Other states have been quick to follow Indiana's lead. Since 2011, photo ID laws have been adopted in 15 states, most controlled by Republicans. Acting under the Voting Rights Act, the Justice Department challenged the photo ID laws passed by Texas, South Carolina and Mississippi, but those challenges are now mooted by the decision in Shelby County, and those laws can go into immediate effect.

In Shelby County, the court, in a 5-4 decision, decided that times have changed. Chief Justice John Roberts Jr. wrote: "[T]he conditions that originally justified these measures no longer characterize voting in the covered jurisdictions." He noted that many more blacks were registered to vote than in 1965. Under the law, "States must beseech the Federal Government for permission to implement laws that they would otherwise have the right to enact and execute on their own," Roberts wrote. He said that the coverage formula contained in the original law no longer made any sense: "The formula captures States by reference to literacy tests and low voter registration and turnout in the 1960s and early 1970s. But such tests have been banned nationwide for over 40 years."

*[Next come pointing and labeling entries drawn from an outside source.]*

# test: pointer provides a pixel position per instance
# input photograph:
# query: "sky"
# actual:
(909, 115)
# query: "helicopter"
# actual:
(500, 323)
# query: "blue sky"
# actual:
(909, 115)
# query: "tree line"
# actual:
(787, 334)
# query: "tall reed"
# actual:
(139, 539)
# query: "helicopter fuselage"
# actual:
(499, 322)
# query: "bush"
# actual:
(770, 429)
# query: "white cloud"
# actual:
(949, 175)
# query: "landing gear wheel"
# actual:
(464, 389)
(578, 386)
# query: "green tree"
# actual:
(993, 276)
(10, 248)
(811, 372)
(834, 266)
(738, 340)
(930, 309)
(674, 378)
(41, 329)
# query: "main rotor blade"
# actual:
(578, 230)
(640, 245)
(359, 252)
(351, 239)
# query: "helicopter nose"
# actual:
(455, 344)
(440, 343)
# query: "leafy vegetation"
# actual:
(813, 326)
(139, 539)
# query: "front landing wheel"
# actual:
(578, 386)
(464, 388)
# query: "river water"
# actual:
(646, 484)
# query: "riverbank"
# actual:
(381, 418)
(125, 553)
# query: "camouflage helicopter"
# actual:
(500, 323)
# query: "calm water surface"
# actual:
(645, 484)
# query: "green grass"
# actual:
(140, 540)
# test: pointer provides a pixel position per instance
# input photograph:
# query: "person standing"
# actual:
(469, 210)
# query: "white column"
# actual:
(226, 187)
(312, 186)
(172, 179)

But states are now becoming more sophisticated in trying to restrict minority voters — who tend to vote Democratic. Some states simply purge voter lists, on the ground that some on those lists may be illegal immigrants or some may have committed crimes in the past, as Florida attempted to do before the 2012 election. Or they cut back on early voting or prohibit voting on Sundays, when workers would have a better opportunity to cast their ballots. The blatant political motivation behind these laws is obvious. Mike Turzai, the Republican House majority leader in Pennsylvania, described the motivation behind that state's photo ID law: "Voter ID, which is gonna allow Governor Romney to win the state of Pennsylvania. Done."

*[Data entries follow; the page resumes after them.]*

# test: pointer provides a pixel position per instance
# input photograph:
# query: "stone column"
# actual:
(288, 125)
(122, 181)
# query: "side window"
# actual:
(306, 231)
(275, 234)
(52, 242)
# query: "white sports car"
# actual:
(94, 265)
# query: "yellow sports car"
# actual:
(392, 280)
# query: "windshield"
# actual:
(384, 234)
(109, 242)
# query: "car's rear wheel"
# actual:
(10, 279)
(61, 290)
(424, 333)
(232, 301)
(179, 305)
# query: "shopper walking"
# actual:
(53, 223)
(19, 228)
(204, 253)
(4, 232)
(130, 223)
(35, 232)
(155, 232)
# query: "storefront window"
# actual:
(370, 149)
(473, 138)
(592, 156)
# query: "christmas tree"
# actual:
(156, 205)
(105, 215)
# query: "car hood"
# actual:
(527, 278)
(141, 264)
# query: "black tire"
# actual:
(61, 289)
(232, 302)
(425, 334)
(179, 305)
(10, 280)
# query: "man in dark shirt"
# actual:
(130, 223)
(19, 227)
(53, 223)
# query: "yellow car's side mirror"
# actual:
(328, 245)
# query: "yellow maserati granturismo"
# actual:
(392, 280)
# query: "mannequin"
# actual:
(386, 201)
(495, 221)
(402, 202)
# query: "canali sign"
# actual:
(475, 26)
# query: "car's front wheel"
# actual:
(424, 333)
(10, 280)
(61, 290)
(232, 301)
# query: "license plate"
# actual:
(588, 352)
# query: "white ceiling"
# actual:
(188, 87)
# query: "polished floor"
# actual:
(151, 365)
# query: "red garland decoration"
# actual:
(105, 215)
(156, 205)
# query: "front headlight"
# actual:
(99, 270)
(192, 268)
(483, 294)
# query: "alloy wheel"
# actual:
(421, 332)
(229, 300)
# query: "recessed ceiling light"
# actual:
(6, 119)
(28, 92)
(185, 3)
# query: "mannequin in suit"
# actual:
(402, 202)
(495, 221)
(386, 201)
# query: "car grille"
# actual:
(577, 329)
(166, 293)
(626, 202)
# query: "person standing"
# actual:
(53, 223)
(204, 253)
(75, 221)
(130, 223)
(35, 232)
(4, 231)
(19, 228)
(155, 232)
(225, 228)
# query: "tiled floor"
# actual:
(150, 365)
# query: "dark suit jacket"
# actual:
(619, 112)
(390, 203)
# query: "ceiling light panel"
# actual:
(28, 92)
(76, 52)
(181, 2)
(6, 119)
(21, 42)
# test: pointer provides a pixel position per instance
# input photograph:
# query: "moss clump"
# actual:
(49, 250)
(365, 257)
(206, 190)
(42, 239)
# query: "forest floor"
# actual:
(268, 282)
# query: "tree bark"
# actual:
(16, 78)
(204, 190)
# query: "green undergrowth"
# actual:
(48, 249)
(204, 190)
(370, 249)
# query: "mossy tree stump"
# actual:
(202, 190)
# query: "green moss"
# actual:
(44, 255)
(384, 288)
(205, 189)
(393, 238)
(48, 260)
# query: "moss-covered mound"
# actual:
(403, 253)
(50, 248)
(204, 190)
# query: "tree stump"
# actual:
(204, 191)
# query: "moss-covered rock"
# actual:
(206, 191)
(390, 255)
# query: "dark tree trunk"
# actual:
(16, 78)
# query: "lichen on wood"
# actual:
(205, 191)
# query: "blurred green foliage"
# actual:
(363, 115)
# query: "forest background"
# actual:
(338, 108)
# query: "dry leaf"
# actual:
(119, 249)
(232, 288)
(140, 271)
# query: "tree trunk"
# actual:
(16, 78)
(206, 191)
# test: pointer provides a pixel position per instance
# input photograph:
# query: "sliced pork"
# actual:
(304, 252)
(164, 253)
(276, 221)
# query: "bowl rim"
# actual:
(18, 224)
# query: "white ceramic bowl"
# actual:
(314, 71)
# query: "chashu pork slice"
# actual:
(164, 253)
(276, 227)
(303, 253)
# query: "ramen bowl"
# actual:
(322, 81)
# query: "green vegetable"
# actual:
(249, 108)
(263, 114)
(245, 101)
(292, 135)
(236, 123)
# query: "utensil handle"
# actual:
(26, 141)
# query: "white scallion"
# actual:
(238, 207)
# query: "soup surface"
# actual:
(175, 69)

During the Supreme Court argument in the Shelby County case, Justice Antonin Scalia disputed the significance of the strong congressional vote in favor of the law in 2006. "I think it is attributable, very likely attributable, to a phenomenon that is called perpetuation of racial entitlement.…I don't think there is anything to be gained by any Senator to vote against continuation of this act." Although Scalia displayed a cynical view of why Congress renewed the Voting Rights Act in 2006, the Supreme Court rejected any cynical look at why states are objecting to the extension of the law. The act stood as a barrier to Southern states passing, for example, a voter ID law, even though the evidence is overwhelming that the need for such a law is nonexistent and the true purpose of these laws was to reduce voting by the poor (minorities), who often do not have the necessary government-issued ID.

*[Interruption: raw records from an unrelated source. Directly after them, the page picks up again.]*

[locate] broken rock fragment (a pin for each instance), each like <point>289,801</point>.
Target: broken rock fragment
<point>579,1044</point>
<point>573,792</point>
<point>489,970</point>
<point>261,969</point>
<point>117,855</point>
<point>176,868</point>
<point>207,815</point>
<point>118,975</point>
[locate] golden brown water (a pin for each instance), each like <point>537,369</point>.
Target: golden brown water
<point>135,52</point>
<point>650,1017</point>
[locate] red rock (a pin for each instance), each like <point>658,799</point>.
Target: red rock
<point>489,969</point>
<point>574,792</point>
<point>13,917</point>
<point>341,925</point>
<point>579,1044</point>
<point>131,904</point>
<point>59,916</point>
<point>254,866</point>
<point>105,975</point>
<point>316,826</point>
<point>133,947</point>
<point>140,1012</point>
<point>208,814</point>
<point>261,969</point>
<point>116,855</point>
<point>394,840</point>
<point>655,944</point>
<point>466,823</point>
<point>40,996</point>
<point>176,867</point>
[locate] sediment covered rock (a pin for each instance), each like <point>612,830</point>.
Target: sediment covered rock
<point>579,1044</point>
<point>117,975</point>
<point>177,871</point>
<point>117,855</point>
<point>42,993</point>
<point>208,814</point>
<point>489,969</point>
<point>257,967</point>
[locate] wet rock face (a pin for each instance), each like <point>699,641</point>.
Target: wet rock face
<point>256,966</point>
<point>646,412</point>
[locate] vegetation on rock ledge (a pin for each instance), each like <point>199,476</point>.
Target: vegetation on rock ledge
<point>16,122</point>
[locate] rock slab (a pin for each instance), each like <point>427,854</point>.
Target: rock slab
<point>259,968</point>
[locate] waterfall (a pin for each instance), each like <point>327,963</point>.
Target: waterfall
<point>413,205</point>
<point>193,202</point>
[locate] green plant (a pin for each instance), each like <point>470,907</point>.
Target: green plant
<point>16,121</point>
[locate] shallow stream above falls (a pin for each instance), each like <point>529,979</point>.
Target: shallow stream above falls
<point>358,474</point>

The idea that the five Republican appointees to the court could strike down the Voting Rights Act (which has the obvious effect of advancing their party's interest) will further undermine the confidence of the people in the fairness of the court, a confidence already at a very low level.

Leon Friedman is a professor of constitutional law at Hofstra University Maurice A. Deane School of Law. He is the editor of and a contributor to The Justices of the United States Supreme Court: Their Lives and Major Opinions (Facts on File 2013).